Marketers perhaps hope the outcome will be quiet recommendations at civilized cocktail parties or over hot dogs at the local football game; or the car / perfume / clothing we buy would be a stand-in to express to the world who we are.

Ooops - society (and technology) has changed just a tad, and "recommendations" are now public all over the social media landscape.  And those brands marketers hoped would define our identity?  Well now here we find ourselves standing in virtual spaces where we can express, create and define our identities and preferences in ways not possible in the real world, so how surprising is it that we want to define ourselves in some measure in terms of brand there - say, maybe even by becoming the brand?

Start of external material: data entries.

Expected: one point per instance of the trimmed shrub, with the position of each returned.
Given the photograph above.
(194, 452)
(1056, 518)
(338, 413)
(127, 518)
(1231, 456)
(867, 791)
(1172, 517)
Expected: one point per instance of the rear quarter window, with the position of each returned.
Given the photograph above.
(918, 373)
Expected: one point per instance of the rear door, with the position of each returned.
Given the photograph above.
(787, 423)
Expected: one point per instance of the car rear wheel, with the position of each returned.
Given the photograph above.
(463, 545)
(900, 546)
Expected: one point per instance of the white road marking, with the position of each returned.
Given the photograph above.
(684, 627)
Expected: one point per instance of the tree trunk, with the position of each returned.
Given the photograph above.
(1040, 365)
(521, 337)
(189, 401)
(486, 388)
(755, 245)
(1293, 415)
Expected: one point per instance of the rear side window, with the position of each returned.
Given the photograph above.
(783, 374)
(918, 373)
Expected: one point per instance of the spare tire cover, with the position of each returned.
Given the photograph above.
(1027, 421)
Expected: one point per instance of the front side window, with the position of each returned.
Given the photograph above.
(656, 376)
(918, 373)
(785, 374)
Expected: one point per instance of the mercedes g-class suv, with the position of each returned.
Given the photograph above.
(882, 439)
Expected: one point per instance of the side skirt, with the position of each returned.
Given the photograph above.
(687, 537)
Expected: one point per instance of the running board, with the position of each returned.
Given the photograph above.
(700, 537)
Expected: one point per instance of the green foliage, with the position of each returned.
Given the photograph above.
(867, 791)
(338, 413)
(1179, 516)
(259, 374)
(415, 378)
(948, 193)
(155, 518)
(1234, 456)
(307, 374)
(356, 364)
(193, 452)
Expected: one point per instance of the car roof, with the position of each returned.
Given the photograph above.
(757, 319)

Case in point.  Virtually Blind, a new and quickly addicting blog by intellectual property attorney, Benjamin Duranske, has a commentary post on a Second Life store, Body Doubles.  Body Doubles sells avatars and shapes that will make you do an in-world double-take: "was that Halle Barry that just flew by?"  Body Doubles sells celebrity look-alike avatars.

Duranske says celebrities may have grounds to cry foul under the "right to publicity" body of law which has well-developed precedence for protecting a celebrity's right to their own image.  But Body Doubles may claim that the likenesses have sufficient artistic interpretation to give them first amendment rights (under U.S. law).  He notes a recent court case in which a painting of Tiger Woods was held to be protected under the first amendment as an artistic work.  Are avatars any different?

This area of IP is far from settled, but it also points to brands needing to expand their thinking and maybe even legal definitions surrounding the use of brands based on some very new value propositions.  If we engage in social media for brand influence and are asking customers to use their influence on our behalf – and at the same time are telling customers to incorporate our brand into their expression of identity, then perhaps we need to step back and find ways to measure the value of the influence - or even allow the use of a brand - in terms of return on influence and the new possiblities surrounding virtual identities and virtual expression.

Ask yourself when customers can embrace your brand to the point of becoming the brand in a virtual way, is that your marketing at work?